If adopted, the proposed rule would provide clarity to employers and employees that the following are excludable from the “regular rate” calculation:
- Pay for Foregoing Holidays or Leave. Previously, the rule specified categories of payments made for non-working time, when such payments were in amounts approximately equivalent to the employee’s normal earnings. Acknowledging the trend of employers moving away from categories such as “sick leave” or “vacation leave,” the new rule proposes eliminating the categories and clarifies that the occasional payments for forgoing the use of leave are treated the same, no matter the type of leave taken.
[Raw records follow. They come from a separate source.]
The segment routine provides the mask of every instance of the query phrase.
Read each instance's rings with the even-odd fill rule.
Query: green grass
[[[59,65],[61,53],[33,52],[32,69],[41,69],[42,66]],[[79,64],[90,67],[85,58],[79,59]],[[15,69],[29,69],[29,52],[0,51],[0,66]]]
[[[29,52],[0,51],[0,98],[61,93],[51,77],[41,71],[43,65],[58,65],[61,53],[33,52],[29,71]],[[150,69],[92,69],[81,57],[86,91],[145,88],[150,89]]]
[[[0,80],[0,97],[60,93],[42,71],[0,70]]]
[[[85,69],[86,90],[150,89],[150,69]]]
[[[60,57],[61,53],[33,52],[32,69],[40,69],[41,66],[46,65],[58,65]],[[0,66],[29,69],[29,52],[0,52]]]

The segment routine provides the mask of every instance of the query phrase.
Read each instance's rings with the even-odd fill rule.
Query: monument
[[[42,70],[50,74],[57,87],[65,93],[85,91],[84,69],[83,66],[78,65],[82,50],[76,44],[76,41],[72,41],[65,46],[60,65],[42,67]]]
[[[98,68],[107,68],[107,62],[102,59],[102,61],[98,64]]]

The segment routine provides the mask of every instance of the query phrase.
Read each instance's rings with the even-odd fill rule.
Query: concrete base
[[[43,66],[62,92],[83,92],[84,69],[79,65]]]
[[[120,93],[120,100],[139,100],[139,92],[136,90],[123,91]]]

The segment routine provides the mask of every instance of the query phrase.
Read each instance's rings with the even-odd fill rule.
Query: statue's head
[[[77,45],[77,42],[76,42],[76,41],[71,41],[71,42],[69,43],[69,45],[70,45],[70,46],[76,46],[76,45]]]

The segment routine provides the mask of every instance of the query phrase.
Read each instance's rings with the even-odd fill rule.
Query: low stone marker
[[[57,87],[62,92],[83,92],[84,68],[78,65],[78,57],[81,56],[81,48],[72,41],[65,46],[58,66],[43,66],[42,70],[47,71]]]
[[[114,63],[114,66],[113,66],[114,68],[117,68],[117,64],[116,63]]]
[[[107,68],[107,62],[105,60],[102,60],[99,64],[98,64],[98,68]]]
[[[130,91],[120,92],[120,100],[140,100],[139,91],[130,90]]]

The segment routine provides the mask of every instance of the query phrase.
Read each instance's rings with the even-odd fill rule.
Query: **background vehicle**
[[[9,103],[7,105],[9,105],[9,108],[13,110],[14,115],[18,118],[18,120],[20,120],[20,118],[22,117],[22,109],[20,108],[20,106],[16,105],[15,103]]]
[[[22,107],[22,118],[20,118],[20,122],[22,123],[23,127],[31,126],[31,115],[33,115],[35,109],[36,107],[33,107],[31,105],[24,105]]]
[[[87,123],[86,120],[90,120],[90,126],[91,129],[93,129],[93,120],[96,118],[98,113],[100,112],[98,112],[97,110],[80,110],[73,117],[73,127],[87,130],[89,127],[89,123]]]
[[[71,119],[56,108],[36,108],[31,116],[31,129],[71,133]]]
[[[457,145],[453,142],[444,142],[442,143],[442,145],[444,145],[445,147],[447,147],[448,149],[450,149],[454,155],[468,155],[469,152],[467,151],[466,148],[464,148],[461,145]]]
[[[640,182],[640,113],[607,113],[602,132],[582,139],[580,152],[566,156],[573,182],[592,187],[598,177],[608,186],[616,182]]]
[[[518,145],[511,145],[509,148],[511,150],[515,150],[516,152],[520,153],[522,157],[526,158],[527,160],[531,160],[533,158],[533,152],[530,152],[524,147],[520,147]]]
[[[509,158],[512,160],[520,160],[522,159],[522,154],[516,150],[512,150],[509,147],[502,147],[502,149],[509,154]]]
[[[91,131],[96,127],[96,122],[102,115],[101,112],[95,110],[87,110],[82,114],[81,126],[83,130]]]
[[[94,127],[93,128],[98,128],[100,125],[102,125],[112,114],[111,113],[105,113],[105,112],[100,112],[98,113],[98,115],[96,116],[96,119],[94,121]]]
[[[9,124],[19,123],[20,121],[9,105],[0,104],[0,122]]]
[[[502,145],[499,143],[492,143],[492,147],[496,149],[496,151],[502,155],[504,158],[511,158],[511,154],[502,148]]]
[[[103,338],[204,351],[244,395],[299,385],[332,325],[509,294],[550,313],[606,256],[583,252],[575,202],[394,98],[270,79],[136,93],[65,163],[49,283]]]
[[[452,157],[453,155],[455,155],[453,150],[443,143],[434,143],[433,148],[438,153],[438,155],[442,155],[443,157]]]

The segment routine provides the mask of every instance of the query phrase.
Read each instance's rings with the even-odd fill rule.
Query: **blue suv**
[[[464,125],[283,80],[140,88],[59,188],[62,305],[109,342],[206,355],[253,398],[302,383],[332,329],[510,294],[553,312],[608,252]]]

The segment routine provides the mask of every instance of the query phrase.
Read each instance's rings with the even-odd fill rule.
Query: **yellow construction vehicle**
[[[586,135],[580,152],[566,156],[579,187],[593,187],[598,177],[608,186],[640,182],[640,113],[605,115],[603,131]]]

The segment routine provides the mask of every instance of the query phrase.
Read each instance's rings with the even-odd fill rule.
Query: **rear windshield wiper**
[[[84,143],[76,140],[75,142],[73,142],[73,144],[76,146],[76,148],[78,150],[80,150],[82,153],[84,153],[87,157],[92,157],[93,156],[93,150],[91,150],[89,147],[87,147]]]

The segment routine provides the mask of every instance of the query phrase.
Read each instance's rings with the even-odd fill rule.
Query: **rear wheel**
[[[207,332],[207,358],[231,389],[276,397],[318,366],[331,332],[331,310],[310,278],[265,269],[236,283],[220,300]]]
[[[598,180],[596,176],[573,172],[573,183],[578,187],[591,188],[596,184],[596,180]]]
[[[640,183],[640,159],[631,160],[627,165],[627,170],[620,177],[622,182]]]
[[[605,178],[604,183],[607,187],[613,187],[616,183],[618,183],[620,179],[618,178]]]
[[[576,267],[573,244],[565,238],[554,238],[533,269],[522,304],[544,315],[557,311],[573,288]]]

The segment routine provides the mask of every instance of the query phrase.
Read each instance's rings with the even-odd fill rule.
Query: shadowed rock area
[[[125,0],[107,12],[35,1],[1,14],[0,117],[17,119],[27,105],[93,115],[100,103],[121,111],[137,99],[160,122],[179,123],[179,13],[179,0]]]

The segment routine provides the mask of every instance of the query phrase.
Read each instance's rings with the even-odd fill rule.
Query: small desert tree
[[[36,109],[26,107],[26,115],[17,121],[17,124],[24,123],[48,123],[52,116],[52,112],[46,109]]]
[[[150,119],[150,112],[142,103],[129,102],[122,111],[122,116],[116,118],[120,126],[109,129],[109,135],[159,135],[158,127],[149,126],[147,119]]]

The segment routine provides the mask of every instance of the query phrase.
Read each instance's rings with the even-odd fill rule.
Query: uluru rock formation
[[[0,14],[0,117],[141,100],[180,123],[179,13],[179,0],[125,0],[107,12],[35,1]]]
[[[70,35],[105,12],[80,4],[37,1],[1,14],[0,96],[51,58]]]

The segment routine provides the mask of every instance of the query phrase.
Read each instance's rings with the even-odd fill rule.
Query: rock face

All payments made for forgoing any type of leave will be excludable from regular rate calculations under the proposed rule, so long as the amount paid is approximately equivalent to the employee’s normal earnings for a similar period of time.
- Compensation for Bona Fide Meal Periods. The proposed rule would remove the prior use of the term “lunch periods” to clarify that all bona fide meal periods are exempt from the regular rate calculation. Employers and employees, however, may (by agreement or course of conduct) provide that meal periods are working hours, in which case the compensation for those times will be used to calculate into the regular rate.
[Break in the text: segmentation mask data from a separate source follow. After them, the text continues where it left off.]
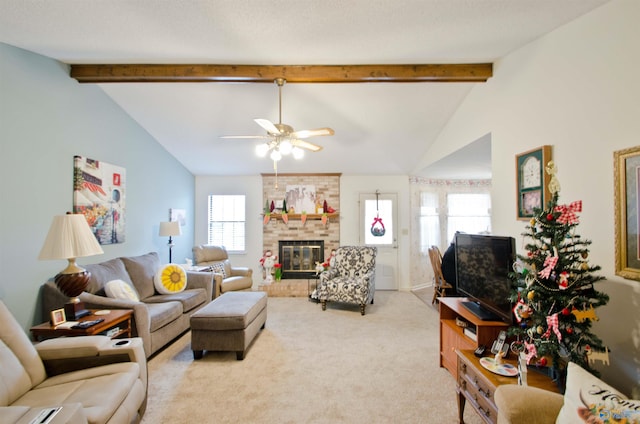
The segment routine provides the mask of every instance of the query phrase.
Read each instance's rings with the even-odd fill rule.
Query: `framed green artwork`
[[[545,167],[551,160],[551,146],[541,146],[516,155],[517,218],[528,220],[536,208],[544,208],[551,200],[551,176]]]

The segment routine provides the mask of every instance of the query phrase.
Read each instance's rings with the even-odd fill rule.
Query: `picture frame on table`
[[[517,219],[532,218],[536,208],[551,200],[549,175],[545,168],[551,160],[551,146],[544,145],[516,155]]]
[[[51,325],[57,327],[58,325],[67,322],[67,317],[64,313],[64,308],[54,309],[51,311]]]
[[[640,281],[640,146],[613,152],[615,273]]]

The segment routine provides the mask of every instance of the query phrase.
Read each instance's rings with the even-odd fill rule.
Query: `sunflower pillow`
[[[180,293],[187,287],[187,272],[180,265],[164,265],[153,277],[153,285],[161,294]]]

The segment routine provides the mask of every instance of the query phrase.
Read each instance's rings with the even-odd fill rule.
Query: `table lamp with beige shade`
[[[87,288],[89,273],[76,264],[76,258],[104,253],[82,214],[67,213],[53,217],[49,233],[38,259],[66,259],[68,266],[54,278],[58,289],[71,299],[64,305],[67,320],[77,320],[90,312],[78,296]]]

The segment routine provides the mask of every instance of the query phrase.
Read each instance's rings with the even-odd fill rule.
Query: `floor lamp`
[[[66,259],[69,262],[54,278],[60,291],[71,298],[64,305],[67,320],[77,320],[90,313],[78,296],[87,288],[91,273],[79,267],[76,258],[101,253],[104,252],[84,215],[69,213],[53,217],[38,259]]]
[[[171,263],[171,248],[173,248],[173,240],[171,237],[179,236],[182,234],[180,230],[180,223],[178,221],[161,222],[160,223],[160,237],[169,237],[169,263]]]

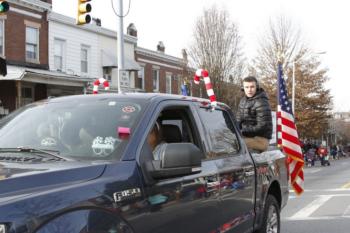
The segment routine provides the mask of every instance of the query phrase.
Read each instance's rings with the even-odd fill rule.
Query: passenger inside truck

- Reimbursable Expenses. The proposed regulation provides that employers may exclude reimbursed expenses from the regular rate of pay calculation, even if those expenses were not incurred “solely” for the employer’s benefit. The prior regulation limited reimbursable expenses to those “solely” in the interest of the employer. The DOL also proposed additional explanation as to what is “reasonable” by referring to the Federal Travel Regulation.
- “Other Similar Payments.” The DOL also sought to clarify the meaning of the phrase “other similar payments to an employee which are not made as compensation for his hours of employment.” This phrase is used in the current regulation to provide that such “other similar payments” are excluded from the regular rate calculation, but it does little to define what other similar payments might include. The proposed regulation defines “other similar payments” as payments that are unconnected to the employee’s quality or quantity of work. While acknowledging that it could not provide an exhaustive list, the DOL identified the following benefits examples: parking space payments, on-site treatment of chiropractors, massage therapists, personal trainers, employee discounts on retail goods or services, wellness programs, gym memberships, and tuition or other continuing education expenses.
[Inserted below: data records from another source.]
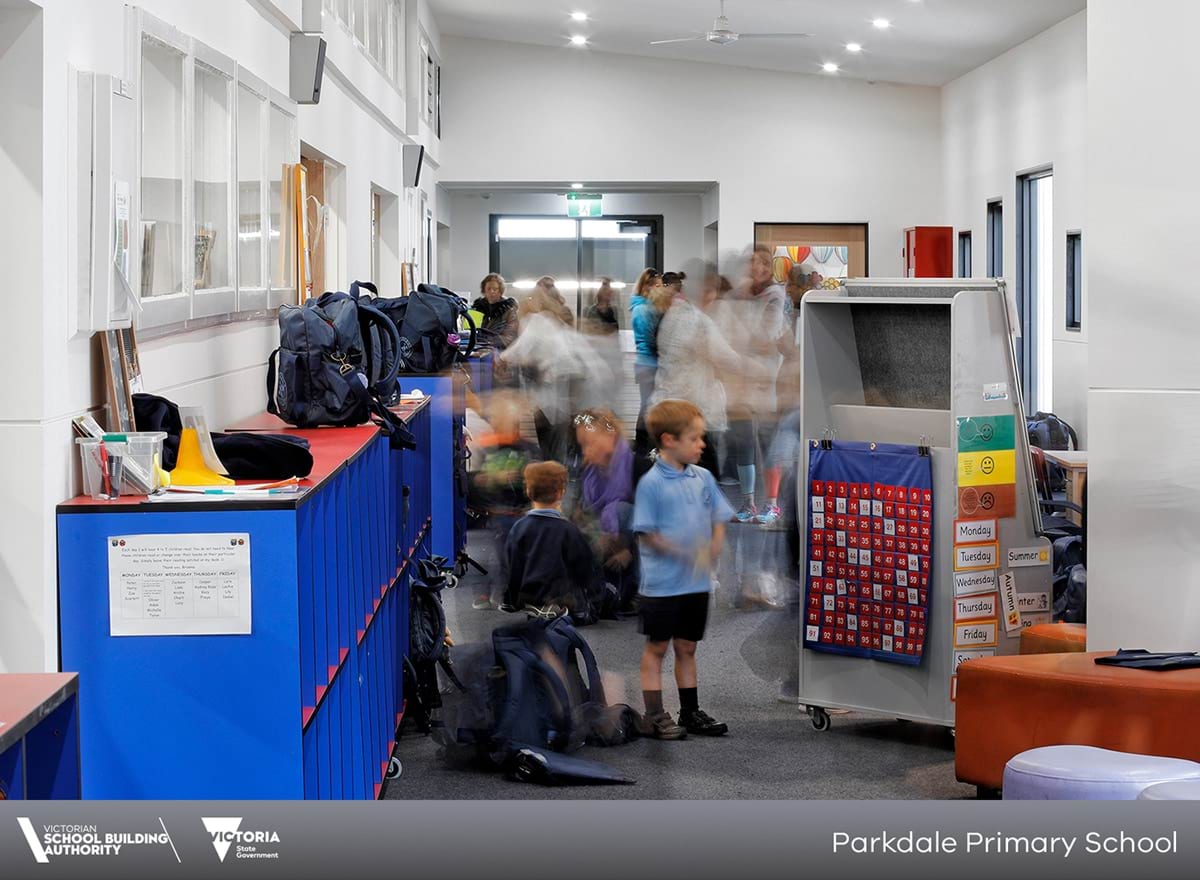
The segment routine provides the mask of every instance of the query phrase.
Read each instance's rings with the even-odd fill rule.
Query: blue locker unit
[[[0,800],[79,797],[79,677],[0,675]]]
[[[400,385],[404,391],[420,391],[433,397],[430,414],[430,461],[432,481],[432,550],[451,562],[467,546],[467,494],[465,479],[456,478],[456,458],[466,454],[463,431],[466,424],[464,383],[468,375],[462,370],[438,374],[404,373]],[[462,466],[466,466],[462,459]]]
[[[416,451],[390,449],[374,426],[296,431],[315,463],[299,497],[59,506],[61,666],[80,674],[84,797],[377,796],[402,708],[409,569],[428,552],[429,495],[415,484],[429,407],[407,419]],[[249,635],[109,634],[110,536],[221,532],[250,535]]]

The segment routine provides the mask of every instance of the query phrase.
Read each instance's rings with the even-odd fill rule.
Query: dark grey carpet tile
[[[954,740],[950,731],[891,718],[835,715],[831,729],[813,730],[797,707],[779,703],[779,681],[756,674],[782,673],[787,646],[786,615],[736,611],[728,606],[739,576],[753,578],[754,560],[769,558],[782,542],[781,532],[753,526],[730,528],[731,551],[722,564],[721,592],[698,652],[701,705],[727,721],[730,733],[715,739],[683,742],[641,740],[612,749],[588,746],[578,754],[602,761],[637,779],[629,786],[545,788],[511,782],[499,774],[448,768],[436,746],[416,734],[397,746],[404,771],[384,791],[386,798],[964,798],[974,788],[954,779]],[[492,541],[472,532],[470,550],[485,567],[494,567]],[[745,571],[739,566],[746,560]],[[490,640],[494,627],[511,621],[498,611],[475,611],[472,600],[485,578],[472,572],[443,596],[449,626],[458,644]],[[642,637],[635,620],[605,621],[582,630],[614,695],[642,709],[638,658]],[[754,662],[754,669],[747,658]],[[664,691],[668,708],[678,708],[668,661]],[[623,694],[621,691],[623,690]]]

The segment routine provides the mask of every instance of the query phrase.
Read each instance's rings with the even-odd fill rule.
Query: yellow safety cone
[[[232,486],[233,480],[209,470],[200,451],[200,437],[195,428],[184,428],[179,437],[179,456],[171,471],[173,486]]]

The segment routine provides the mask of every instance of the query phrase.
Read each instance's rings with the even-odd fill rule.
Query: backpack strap
[[[354,282],[358,284],[358,282]],[[370,282],[366,282],[370,284]],[[374,286],[374,285],[372,285]],[[358,322],[363,329],[364,341],[370,338],[372,325],[379,328],[381,334],[386,334],[392,343],[392,360],[391,363],[384,364],[383,374],[380,376],[368,377],[371,382],[371,388],[378,388],[381,385],[386,385],[395,380],[400,373],[400,331],[396,324],[375,306],[370,305],[366,300],[358,300]]]
[[[596,663],[596,655],[592,652],[592,646],[587,643],[587,640],[579,634],[579,630],[571,626],[570,621],[565,617],[560,617],[550,624],[550,629],[558,633],[567,640],[570,650],[575,651],[583,658],[584,668],[587,669],[587,689],[588,700],[595,703],[598,707],[608,705],[607,699],[604,696],[604,682],[600,679],[600,667]]]
[[[273,416],[279,415],[279,405],[276,403],[276,383],[278,378],[276,373],[279,369],[279,349],[271,352],[271,356],[267,358],[267,412]]]
[[[350,295],[355,299],[359,299],[359,290],[369,290],[374,296],[379,296],[379,288],[375,286],[374,281],[352,281],[350,282]]]

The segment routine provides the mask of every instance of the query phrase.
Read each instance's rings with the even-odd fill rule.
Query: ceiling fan
[[[661,46],[664,43],[691,43],[699,40],[707,40],[710,43],[716,43],[718,46],[725,46],[729,43],[737,42],[738,40],[765,40],[787,37],[811,37],[812,34],[740,34],[729,27],[729,19],[725,17],[725,0],[721,0],[721,14],[717,16],[713,22],[712,30],[705,34],[696,37],[679,37],[674,40],[651,40],[651,46]]]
The proposed amendments also clarified the meaning of a “discretionary bonus,” which is traditionally excluded from the “regular rate” calculation. Specifically, the DOL’s proposal states that the label assigned to a bonus is not determinative; instead, the statutory terms and the facts specific to the bonus at issue determine whether a bonus is an excludable discretionary bonus. Examples of discretionary bonuses include employee-of-the-month bonuses, bonuses to employees who make unique and extraordinary efforts that are not awarded according to pre-established criteria, and severance bonuses. The touchstone of whether a bonus is “discretionary” is whether the fact and amount of payment are in the sole discretion of the employer.
The proposed amendments are intended “to promote compliance with the FLSA; provide appropriate and updated guidance to employers with evolving worker benefits, including employers that offer paid leave; give clarity concerning the proper treatment of scheduling-penalty payments under the FLSA; and encourage employers to provide additional and more creative benefits without fear of costly litigation.” The DOL estimated that the change would save $28 million annually by reducing litigation.
The regulation will be open for comment until May 28, 2019, at www.regulations.gov. A final rule will be issued thereafter.